> On Mar 4, 2026, at 06:41, Ben Seattle via groups.io 
> <[email protected]> wrote:
> 
> I am on the internet on Wednesdays and Saturdays. 

That's a healthy practice

> I will reply by Wednesday to any requests for comment that I read on 
> Saturday, and vice versa.

I read the previous version of this essay that was about two dozen pages in 
length. I won't get to read another two dozen pages for at least the next week. 
So I'll post what I have so far.

The paper is well-written and easy to read. It could serve as a general primer 
on Marxism and Leninism, but it develops a specific point of view. In 
describing the Russian Revolution, you write that the "... working class never 
actually ruled the country (except in name). Instead, a new kind of state 
capitalist regime emerged (run by a new ruling class)." You don't define state 
capitalism or defend this characterization of the RSFSR or USSR; you don't even 
offer a reference to more developed analysis.

Your state capitalism, moreover, is superior to other capitalisms: "The 
Bolshevik government did ten times more--ten times faster--to modernize and 
industrialize Russia--than the Provisional Government would or could have ever 
done." This statement is unprovable and specifying the factor of 10X makes it 
worse.

But it's your treatment of "productive forces" that I want to better 
understand. Your essay gives productive forces independent agency: Productive 
forces such as "copper and tin ... want to be free... to create things that 
humans want or need." We know today that the well-being of humanity depends on 
the well-being of an ecosystem that depends on creatures other than humans. Our 
productive forces are causing mass extinctions and heating the planet beyond 
what its current inhabitants can tolerate. 

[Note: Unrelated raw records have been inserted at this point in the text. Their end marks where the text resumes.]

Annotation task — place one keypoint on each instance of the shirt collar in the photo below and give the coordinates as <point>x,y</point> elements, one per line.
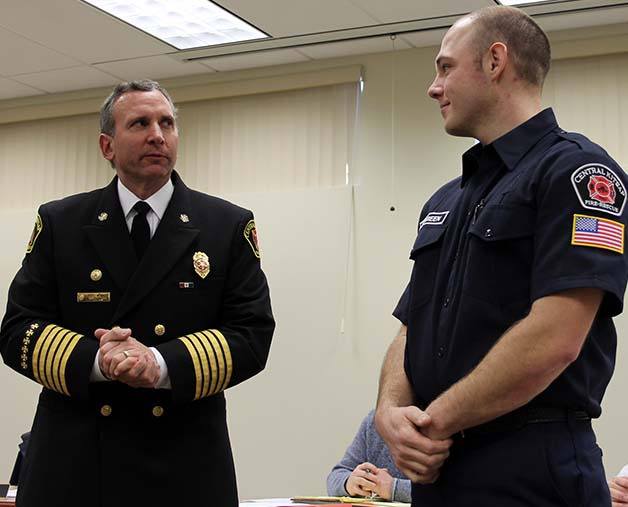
<point>511,147</point>
<point>158,201</point>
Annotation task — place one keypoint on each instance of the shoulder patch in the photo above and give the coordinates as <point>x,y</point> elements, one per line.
<point>598,232</point>
<point>250,233</point>
<point>599,188</point>
<point>35,234</point>
<point>434,218</point>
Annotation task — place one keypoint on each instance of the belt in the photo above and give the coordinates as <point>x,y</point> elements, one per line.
<point>522,417</point>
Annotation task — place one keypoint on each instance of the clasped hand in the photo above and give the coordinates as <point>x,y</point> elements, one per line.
<point>125,359</point>
<point>417,451</point>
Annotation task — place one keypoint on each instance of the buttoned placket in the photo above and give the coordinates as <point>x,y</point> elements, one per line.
<point>472,202</point>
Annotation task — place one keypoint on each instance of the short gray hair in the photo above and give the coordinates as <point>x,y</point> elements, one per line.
<point>107,123</point>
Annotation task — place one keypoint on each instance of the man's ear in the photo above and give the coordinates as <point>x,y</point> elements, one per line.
<point>105,142</point>
<point>496,60</point>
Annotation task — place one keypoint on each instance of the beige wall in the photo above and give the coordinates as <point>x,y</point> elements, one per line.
<point>293,423</point>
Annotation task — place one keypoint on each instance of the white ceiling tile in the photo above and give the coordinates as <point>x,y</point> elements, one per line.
<point>77,30</point>
<point>250,60</point>
<point>75,78</point>
<point>425,38</point>
<point>19,56</point>
<point>282,18</point>
<point>152,67</point>
<point>583,19</point>
<point>354,47</point>
<point>10,89</point>
<point>406,10</point>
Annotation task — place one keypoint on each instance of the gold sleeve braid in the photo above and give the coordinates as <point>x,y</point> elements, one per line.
<point>211,358</point>
<point>50,357</point>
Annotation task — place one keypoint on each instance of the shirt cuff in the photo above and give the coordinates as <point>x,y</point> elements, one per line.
<point>164,378</point>
<point>96,375</point>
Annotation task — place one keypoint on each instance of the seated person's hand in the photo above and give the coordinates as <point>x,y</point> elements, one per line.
<point>619,491</point>
<point>360,481</point>
<point>366,480</point>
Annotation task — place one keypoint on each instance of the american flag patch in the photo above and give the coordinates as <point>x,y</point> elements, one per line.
<point>598,232</point>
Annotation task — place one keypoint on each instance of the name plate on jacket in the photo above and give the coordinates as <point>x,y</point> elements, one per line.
<point>93,297</point>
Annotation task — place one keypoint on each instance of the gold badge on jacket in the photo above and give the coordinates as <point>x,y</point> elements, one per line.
<point>201,264</point>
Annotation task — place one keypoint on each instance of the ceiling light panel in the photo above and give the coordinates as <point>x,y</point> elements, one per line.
<point>184,24</point>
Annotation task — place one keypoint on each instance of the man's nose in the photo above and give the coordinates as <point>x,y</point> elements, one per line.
<point>435,90</point>
<point>155,134</point>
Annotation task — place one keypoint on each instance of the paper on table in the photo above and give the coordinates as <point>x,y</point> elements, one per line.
<point>269,502</point>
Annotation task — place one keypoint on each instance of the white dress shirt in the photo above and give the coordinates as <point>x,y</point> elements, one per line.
<point>158,203</point>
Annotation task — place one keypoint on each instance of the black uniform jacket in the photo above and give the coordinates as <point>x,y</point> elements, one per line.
<point>105,443</point>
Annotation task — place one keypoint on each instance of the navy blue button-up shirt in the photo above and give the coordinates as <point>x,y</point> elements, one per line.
<point>536,212</point>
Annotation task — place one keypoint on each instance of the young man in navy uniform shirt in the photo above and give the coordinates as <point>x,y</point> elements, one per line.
<point>519,267</point>
<point>136,306</point>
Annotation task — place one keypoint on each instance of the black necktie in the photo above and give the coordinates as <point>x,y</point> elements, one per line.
<point>140,231</point>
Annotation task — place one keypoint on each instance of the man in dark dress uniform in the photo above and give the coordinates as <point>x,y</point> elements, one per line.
<point>136,306</point>
<point>519,267</point>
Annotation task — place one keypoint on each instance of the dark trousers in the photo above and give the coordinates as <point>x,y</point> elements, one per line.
<point>556,464</point>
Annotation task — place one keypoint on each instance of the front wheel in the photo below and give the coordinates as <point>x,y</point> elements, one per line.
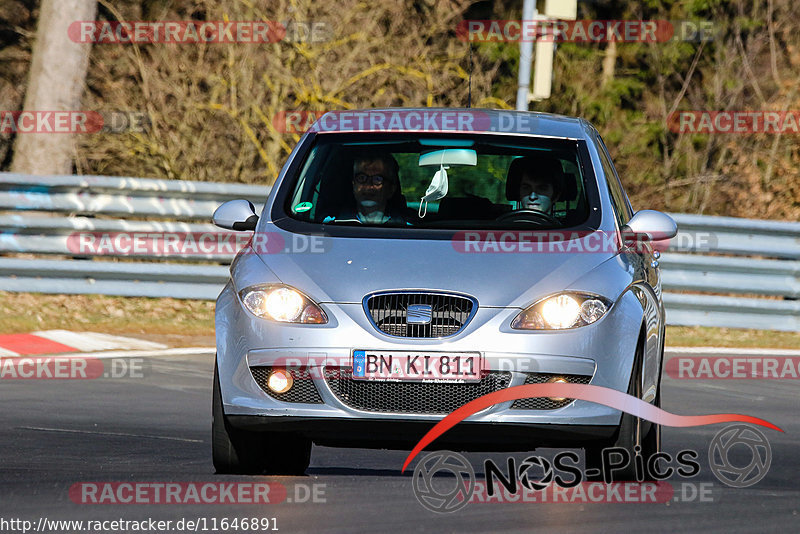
<point>237,451</point>
<point>637,436</point>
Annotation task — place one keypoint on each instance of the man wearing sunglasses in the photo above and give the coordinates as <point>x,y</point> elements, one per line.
<point>376,185</point>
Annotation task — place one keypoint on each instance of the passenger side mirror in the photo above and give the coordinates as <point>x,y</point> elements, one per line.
<point>236,215</point>
<point>651,225</point>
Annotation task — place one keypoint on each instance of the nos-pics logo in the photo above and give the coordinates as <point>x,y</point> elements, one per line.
<point>444,481</point>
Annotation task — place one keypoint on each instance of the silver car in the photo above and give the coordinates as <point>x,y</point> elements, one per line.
<point>408,261</point>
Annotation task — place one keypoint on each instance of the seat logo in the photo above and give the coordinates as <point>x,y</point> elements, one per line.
<point>419,314</point>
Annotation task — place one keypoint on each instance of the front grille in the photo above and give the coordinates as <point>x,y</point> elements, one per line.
<point>410,397</point>
<point>544,403</point>
<point>302,391</point>
<point>448,314</point>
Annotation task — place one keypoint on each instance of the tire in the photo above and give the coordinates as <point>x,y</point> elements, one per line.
<point>633,432</point>
<point>236,451</point>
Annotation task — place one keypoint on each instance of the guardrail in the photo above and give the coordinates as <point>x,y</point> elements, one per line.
<point>752,259</point>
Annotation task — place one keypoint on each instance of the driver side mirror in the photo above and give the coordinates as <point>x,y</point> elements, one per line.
<point>651,225</point>
<point>236,215</point>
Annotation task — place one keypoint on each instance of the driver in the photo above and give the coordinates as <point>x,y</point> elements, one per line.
<point>535,183</point>
<point>376,192</point>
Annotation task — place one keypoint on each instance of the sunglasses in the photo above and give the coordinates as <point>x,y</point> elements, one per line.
<point>376,180</point>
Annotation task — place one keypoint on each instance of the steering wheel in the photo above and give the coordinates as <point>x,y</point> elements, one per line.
<point>528,216</point>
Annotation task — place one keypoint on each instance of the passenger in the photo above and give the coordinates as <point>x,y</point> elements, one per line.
<point>536,183</point>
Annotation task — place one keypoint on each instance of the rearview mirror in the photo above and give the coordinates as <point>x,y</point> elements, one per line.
<point>651,224</point>
<point>236,215</point>
<point>449,156</point>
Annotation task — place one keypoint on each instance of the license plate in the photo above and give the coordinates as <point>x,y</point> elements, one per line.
<point>399,366</point>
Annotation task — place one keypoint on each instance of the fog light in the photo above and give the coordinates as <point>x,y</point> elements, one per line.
<point>280,381</point>
<point>557,380</point>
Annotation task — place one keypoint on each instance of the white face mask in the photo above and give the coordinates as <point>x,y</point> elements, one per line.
<point>537,202</point>
<point>436,190</point>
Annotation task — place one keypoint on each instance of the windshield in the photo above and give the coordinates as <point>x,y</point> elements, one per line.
<point>427,181</point>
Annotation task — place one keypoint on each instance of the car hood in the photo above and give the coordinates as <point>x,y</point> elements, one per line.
<point>344,270</point>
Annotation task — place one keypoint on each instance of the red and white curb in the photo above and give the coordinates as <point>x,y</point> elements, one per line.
<point>64,341</point>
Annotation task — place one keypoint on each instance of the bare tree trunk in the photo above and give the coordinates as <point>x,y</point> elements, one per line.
<point>57,76</point>
<point>609,61</point>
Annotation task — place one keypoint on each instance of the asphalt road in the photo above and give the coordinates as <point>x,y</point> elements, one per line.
<point>156,428</point>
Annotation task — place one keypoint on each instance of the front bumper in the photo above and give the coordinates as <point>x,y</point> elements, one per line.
<point>404,435</point>
<point>603,351</point>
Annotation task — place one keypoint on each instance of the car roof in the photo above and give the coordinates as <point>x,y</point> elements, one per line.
<point>453,120</point>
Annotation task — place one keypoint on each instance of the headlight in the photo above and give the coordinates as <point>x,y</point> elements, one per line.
<point>282,303</point>
<point>565,310</point>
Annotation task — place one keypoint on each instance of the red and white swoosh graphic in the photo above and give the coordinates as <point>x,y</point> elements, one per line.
<point>600,395</point>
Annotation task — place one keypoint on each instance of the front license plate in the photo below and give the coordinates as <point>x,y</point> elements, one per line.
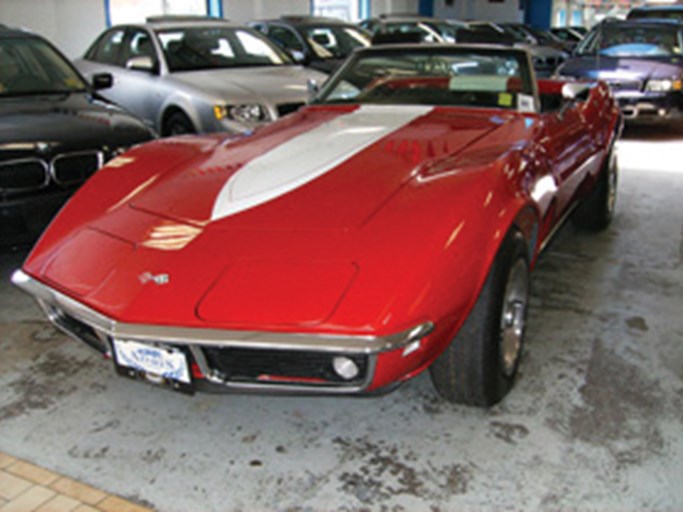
<point>158,365</point>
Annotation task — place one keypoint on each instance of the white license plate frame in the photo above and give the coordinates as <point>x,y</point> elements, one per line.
<point>158,364</point>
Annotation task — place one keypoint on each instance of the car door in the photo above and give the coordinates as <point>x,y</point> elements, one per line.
<point>131,88</point>
<point>139,89</point>
<point>289,40</point>
<point>569,147</point>
<point>104,57</point>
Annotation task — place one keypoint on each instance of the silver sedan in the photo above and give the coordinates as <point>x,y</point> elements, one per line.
<point>198,75</point>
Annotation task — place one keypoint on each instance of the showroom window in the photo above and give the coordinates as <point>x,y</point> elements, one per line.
<point>135,11</point>
<point>349,10</point>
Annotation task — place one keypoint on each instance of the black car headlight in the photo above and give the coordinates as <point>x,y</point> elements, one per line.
<point>243,113</point>
<point>664,85</point>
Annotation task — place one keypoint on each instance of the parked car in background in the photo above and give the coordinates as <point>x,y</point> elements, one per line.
<point>317,42</point>
<point>642,61</point>
<point>570,36</point>
<point>426,29</point>
<point>386,229</point>
<point>659,11</point>
<point>55,132</point>
<point>536,36</point>
<point>184,75</point>
<point>545,58</point>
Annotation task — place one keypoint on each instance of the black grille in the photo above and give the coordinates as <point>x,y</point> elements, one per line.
<point>74,168</point>
<point>287,108</point>
<point>630,85</point>
<point>237,364</point>
<point>23,175</point>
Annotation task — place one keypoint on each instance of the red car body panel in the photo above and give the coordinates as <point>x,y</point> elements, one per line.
<point>400,233</point>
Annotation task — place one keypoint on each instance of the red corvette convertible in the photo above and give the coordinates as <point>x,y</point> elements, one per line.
<point>388,228</point>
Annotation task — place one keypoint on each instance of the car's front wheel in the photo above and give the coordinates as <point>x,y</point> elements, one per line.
<point>480,365</point>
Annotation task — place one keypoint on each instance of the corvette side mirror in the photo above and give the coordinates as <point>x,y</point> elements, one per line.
<point>102,81</point>
<point>313,88</point>
<point>575,91</point>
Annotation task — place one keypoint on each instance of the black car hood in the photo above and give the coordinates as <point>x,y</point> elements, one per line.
<point>615,68</point>
<point>58,122</point>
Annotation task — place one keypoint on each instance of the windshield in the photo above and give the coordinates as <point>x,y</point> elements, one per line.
<point>662,14</point>
<point>451,77</point>
<point>29,65</point>
<point>335,42</point>
<point>632,41</point>
<point>426,33</point>
<point>197,48</point>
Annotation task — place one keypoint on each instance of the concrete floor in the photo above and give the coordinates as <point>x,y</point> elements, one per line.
<point>595,421</point>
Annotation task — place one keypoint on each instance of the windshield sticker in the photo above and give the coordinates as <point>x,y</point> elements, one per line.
<point>525,103</point>
<point>505,99</point>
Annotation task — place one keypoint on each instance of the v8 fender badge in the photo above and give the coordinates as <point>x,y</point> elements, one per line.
<point>158,279</point>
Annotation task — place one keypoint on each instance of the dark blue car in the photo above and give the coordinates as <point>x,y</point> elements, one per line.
<point>642,61</point>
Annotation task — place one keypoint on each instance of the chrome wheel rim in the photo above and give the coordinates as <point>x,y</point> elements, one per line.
<point>513,317</point>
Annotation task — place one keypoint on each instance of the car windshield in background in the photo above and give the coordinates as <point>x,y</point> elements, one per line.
<point>659,14</point>
<point>633,41</point>
<point>335,42</point>
<point>494,80</point>
<point>198,48</point>
<point>31,66</point>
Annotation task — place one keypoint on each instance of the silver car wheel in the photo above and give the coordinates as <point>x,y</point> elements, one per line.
<point>513,317</point>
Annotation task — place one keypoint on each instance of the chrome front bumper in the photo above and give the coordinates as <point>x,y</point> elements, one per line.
<point>97,330</point>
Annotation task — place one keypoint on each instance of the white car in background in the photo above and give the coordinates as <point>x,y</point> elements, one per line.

Today, any treatment of productive forces needs to address the destruction of 
our ecosystem by capitalist technologies and commodities. It's not so much that 
our fossil-fuel technologies want to create things we need, but the social 
relations must change in order to stop their further development and retire 
many of the most destructive productive forces. We need to change social 
relations in order to eliminate many capitalist productive forces rather than 
to unleash them.

Regarding digital productive forces, I don't think that your Internet 
techno-optimism has been justifiable since the 1990s. We used to say that the 
"Internet routes around censorship like it's an equipment failure." That was 
before capital subsumption transformed the internet and its technologies to 
make big entertainment sites the most visited; user surveillance for business 
and the state is the dominant business model; conspiracy theories, racism, and 
user manipulation thrive on today's social media. I think that socialists need 
to oppose the expansion of leading digital technologies including artificial 
general intelligence. Today, we need to at least make the price of technology 
products reflect the destruction that they inflict on working people, our 
children, our economy, and our planet.